Cinquante-sept années plus tard, au collège Elikya Saint Joseph, situé près de la Gare centrale au centre-ville de Kinshasa (capitale de la R.D.Congo) , école fondée le 19 mars 1917 par le prêtre missionnaire scheutiste belge Raphaël de la Kethulle de Ryhove (Tata Raphaël pour les Congolais), le cours de français dans les sections littéraires est assuré la dernière fois par monsieur Christian Schul car lui et d’autres professeurs belges vont quitter ce collège à la fin de l’année scolaire 1978-1979.
En effet le collège vient d’être restitué à l’archidiocèse de Kinshasa sur demande expresse du cardinal Malula. Le premier évêque congolais à entrer dans le Sacré Collège des cardinaux en 1969 veut, en confiant l’école aux jeunes prêtres de Kinshasa, tourner la page des coopérants belges mais aussi de la gestion désastreuse de l’administration congolaise (zaïroise à l’époque). Ce changement de paradigme est aussi dû au courant de l’inculturation dans l’Eglise catholique dont le cardinal est le porte étendard. Pour mémoire l’année 1980 sera marquée par la célébration du centenaire de l’évangélisation en R.D. Congo, elle va connaitre l’ordination de 5 prêtres kinois : Ntoto, Nlandu, Makamba, Lukelu et Bulamatari. Cette année est aussi celle de la première visite en R.D. Congo du Pape Jean Paul II, qui va ordonner 3 évêques dont le futur cardinal Monsengwo.
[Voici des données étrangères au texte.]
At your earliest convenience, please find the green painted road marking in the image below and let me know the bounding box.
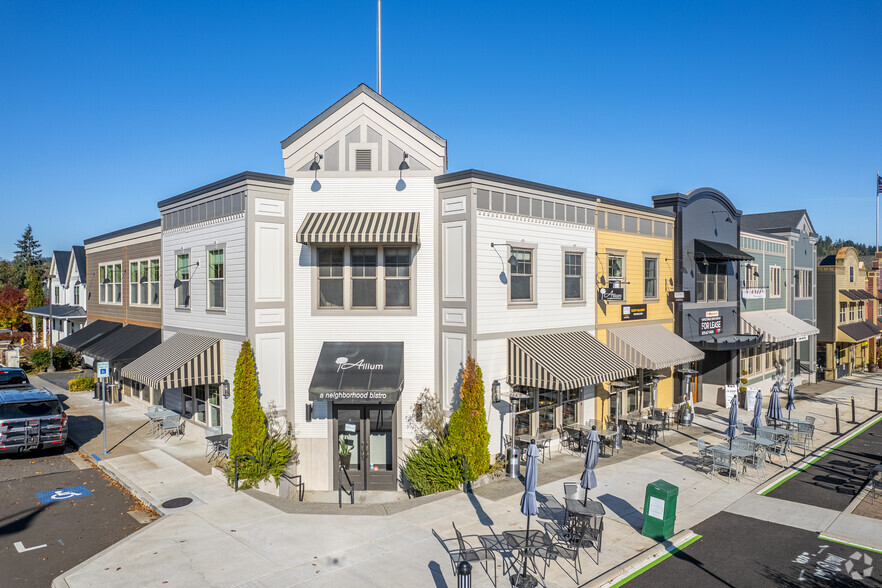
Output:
[611,535,701,588]
[818,534,882,553]
[760,408,882,496]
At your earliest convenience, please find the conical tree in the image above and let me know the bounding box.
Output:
[230,340,266,459]
[446,353,490,480]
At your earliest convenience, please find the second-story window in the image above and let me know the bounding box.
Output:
[769,265,781,298]
[643,257,658,300]
[509,248,533,302]
[383,247,410,308]
[351,247,377,308]
[208,249,225,310]
[175,253,190,308]
[606,255,625,288]
[318,247,343,308]
[564,252,584,302]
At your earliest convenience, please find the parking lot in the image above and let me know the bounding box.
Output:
[0,447,155,587]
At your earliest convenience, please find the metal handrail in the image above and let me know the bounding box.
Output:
[337,464,355,508]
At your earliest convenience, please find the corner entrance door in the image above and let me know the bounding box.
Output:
[334,404,398,490]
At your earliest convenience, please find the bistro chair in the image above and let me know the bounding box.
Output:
[452,523,496,586]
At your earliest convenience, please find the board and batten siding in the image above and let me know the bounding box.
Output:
[162,213,246,338]
[289,177,435,490]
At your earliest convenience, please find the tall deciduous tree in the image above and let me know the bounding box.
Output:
[447,353,490,480]
[0,284,27,329]
[230,340,266,459]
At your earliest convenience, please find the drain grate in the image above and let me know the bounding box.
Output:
[162,496,193,508]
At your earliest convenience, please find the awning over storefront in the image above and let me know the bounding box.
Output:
[122,333,223,389]
[58,320,122,351]
[508,331,637,390]
[692,334,763,351]
[82,325,162,363]
[695,239,753,261]
[309,342,404,404]
[741,310,818,343]
[607,325,704,370]
[839,321,882,341]
[297,212,420,244]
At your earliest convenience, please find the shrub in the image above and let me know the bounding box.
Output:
[444,353,490,481]
[404,437,464,495]
[67,378,95,392]
[230,341,266,468]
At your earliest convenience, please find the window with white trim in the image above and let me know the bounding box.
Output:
[98,261,122,304]
[564,251,585,302]
[207,249,226,310]
[508,247,533,302]
[129,257,159,306]
[174,253,190,308]
[769,265,781,298]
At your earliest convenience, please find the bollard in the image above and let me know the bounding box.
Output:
[456,561,472,588]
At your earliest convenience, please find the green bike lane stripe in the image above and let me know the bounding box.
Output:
[759,414,882,496]
[610,535,701,588]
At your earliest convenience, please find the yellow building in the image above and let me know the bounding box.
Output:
[594,198,704,423]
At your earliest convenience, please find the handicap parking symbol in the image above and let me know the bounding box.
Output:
[36,486,92,504]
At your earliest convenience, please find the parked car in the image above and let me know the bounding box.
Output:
[0,386,67,454]
[0,366,33,388]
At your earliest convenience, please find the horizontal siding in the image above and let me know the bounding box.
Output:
[162,215,246,336]
[476,213,595,336]
[290,178,436,440]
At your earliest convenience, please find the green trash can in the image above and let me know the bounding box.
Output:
[643,480,680,541]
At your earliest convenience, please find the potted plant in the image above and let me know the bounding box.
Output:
[340,437,352,470]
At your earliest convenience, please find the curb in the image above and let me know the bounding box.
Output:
[582,529,697,588]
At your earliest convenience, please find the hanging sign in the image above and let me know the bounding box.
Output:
[622,304,646,321]
[698,316,723,335]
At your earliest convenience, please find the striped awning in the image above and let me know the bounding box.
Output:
[508,331,637,390]
[607,325,704,370]
[122,333,223,389]
[741,310,818,343]
[297,212,420,245]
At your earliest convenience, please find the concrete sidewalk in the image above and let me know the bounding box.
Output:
[46,376,882,587]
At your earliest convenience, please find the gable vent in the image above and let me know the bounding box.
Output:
[355,149,371,171]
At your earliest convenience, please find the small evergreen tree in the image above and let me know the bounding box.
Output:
[446,353,490,480]
[230,340,266,460]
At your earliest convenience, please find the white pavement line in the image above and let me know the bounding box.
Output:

Il va s’en suivre ce qu’on appellerait aujourd’hui un mercato, car Christian Schul (professeur de français et d’histoire) et Jean Van Noyen (professeur des mathématiques), fleurons du collège Elikya Saint Joseph, vont partir au collège Boboto.
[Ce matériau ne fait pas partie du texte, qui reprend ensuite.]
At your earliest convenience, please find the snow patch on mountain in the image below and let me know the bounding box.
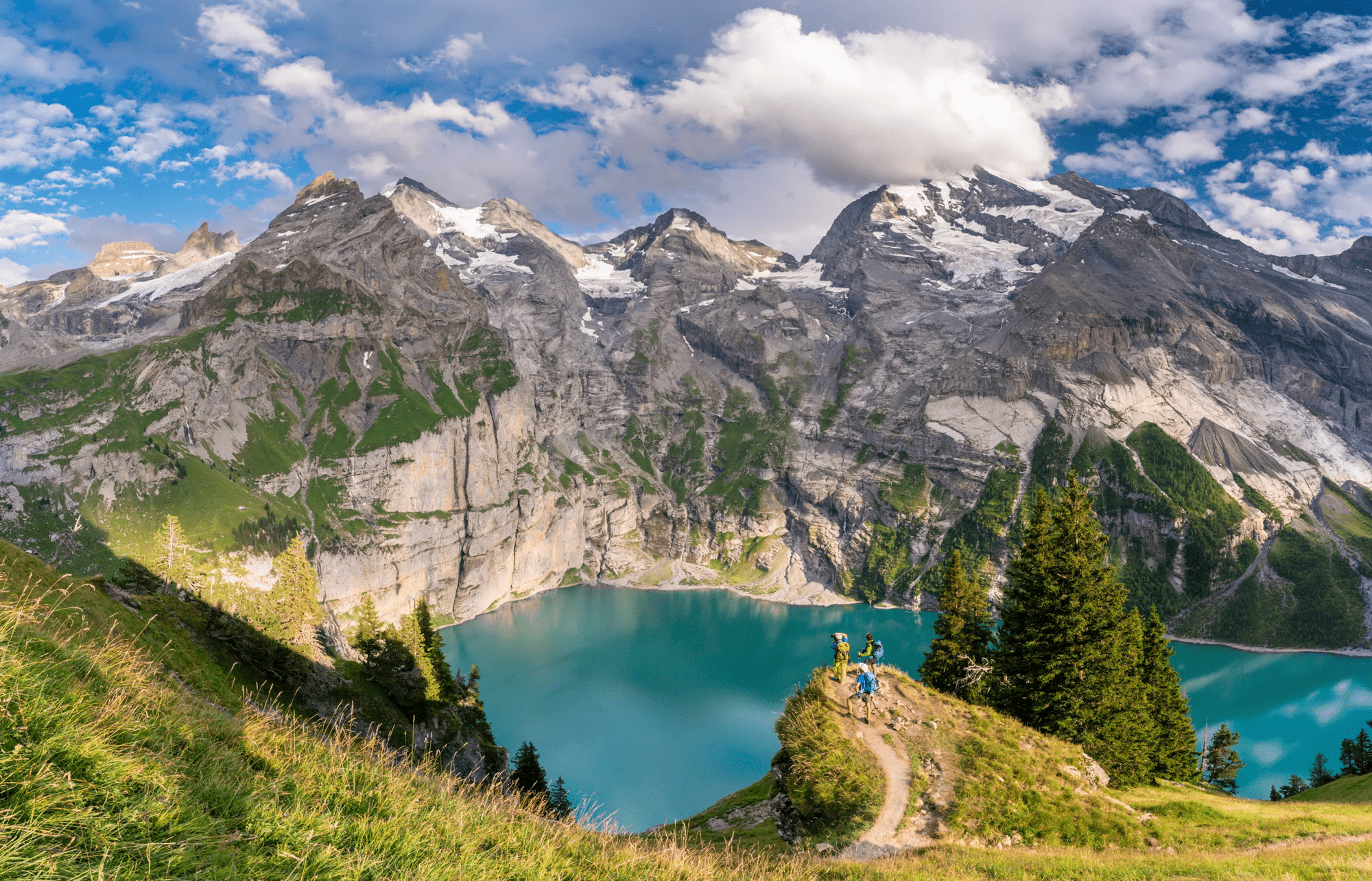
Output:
[100,251,236,306]
[429,202,497,240]
[984,178,1104,243]
[576,254,648,298]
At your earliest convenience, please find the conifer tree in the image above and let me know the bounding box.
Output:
[257,535,322,648]
[414,597,458,701]
[510,741,547,796]
[1142,607,1199,784]
[401,607,438,700]
[1310,752,1334,789]
[1202,725,1246,795]
[996,473,1157,786]
[1281,774,1309,799]
[919,550,992,701]
[547,777,572,819]
[148,515,195,590]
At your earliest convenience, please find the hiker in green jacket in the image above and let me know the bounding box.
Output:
[833,633,852,682]
[858,634,877,664]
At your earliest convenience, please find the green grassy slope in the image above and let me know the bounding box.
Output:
[8,545,1372,881]
[1288,774,1372,804]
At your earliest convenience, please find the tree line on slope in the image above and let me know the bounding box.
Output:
[1268,722,1372,801]
[919,472,1243,792]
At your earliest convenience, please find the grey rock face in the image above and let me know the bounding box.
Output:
[0,170,1372,638]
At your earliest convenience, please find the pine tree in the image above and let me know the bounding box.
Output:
[1203,725,1246,795]
[257,535,322,648]
[510,741,547,796]
[1281,774,1309,799]
[401,607,438,700]
[991,487,1051,720]
[148,515,195,590]
[1353,729,1372,774]
[1310,752,1334,789]
[547,777,572,819]
[414,598,458,701]
[348,593,383,660]
[919,550,992,701]
[996,472,1157,786]
[1143,607,1200,784]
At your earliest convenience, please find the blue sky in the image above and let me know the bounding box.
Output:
[0,0,1372,284]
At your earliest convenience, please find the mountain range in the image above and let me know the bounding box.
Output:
[0,169,1372,649]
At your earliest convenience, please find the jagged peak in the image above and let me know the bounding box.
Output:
[295,172,362,204]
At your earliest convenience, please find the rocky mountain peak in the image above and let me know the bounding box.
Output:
[156,221,243,276]
[86,242,172,279]
[295,172,362,204]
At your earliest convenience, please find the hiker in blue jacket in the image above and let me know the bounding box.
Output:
[848,664,881,725]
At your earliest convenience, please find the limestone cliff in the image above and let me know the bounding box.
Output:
[0,170,1372,646]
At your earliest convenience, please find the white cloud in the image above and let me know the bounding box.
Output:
[196,0,300,70]
[110,126,191,165]
[1144,121,1225,167]
[0,209,67,251]
[0,34,96,86]
[1062,137,1158,178]
[395,33,484,73]
[0,99,100,169]
[1233,107,1272,132]
[530,10,1070,185]
[0,257,29,287]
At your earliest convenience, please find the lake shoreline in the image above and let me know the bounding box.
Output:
[1168,634,1372,657]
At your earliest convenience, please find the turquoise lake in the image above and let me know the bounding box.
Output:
[443,585,1372,832]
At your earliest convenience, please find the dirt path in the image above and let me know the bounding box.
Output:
[831,683,910,859]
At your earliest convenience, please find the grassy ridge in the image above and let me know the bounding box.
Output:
[8,545,1372,881]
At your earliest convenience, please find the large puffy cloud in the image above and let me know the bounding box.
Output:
[656,10,1070,185]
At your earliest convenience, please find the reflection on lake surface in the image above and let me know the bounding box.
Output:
[443,586,1372,830]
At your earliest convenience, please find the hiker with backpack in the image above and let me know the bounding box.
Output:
[848,664,881,725]
[858,634,885,664]
[830,633,852,682]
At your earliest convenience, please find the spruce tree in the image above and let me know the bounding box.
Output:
[254,535,322,648]
[414,598,458,701]
[1353,729,1372,774]
[148,515,195,590]
[1310,752,1334,789]
[996,472,1157,786]
[547,777,572,819]
[1143,607,1200,784]
[510,741,547,796]
[919,550,992,703]
[1281,774,1309,799]
[991,487,1052,722]
[1203,725,1246,796]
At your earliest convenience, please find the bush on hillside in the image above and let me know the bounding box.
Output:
[777,667,886,841]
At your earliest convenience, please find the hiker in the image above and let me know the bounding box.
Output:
[848,664,881,725]
[858,634,885,672]
[831,633,852,682]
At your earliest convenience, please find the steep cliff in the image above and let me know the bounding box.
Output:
[0,170,1372,646]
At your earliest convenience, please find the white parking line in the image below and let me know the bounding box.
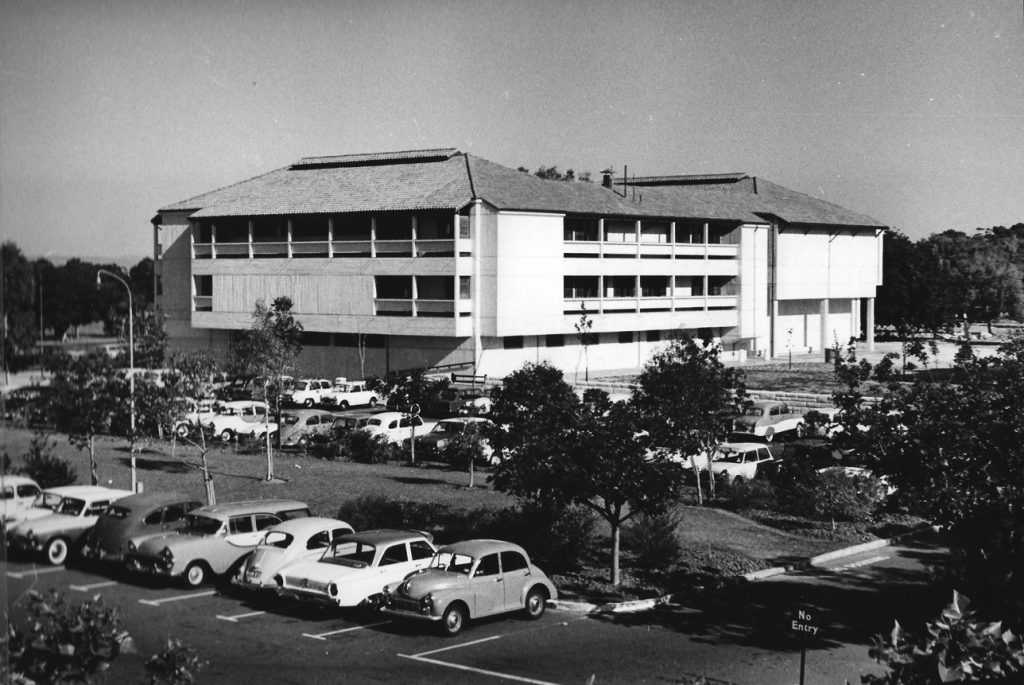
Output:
[138,590,217,606]
[69,581,118,592]
[7,566,65,579]
[833,556,889,571]
[217,611,266,624]
[302,620,391,640]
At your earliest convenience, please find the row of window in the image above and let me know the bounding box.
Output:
[563,216,739,245]
[562,275,738,299]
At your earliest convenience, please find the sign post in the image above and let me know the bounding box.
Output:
[790,609,821,685]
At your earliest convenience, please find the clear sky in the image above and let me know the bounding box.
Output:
[0,0,1024,260]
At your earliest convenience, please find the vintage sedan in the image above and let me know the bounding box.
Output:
[125,500,309,587]
[274,529,436,607]
[382,540,558,636]
[7,486,131,566]
[231,516,354,590]
[82,493,203,562]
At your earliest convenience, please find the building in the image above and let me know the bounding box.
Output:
[153,148,885,378]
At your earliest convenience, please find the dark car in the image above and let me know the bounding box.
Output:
[82,493,203,562]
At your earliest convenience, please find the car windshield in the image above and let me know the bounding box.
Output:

Vue du collège St Joseph/Elikya
Monsieur Schul était un personnage qui s’imposait par sa rigueur et sa carrure impressionnante (il me faisait penser à l’ancien président français Georges Pompidou). Il avait en outre quelque chose de particulier : il avait l’habitude de poser les mêmes interrogations ou examens dans ses différentes classes, plusieurs années de suite…Ma classe de cinquième scientifique de la section bio-chimie ne l’a eu qu’une seule fois, pas pour son cours de français.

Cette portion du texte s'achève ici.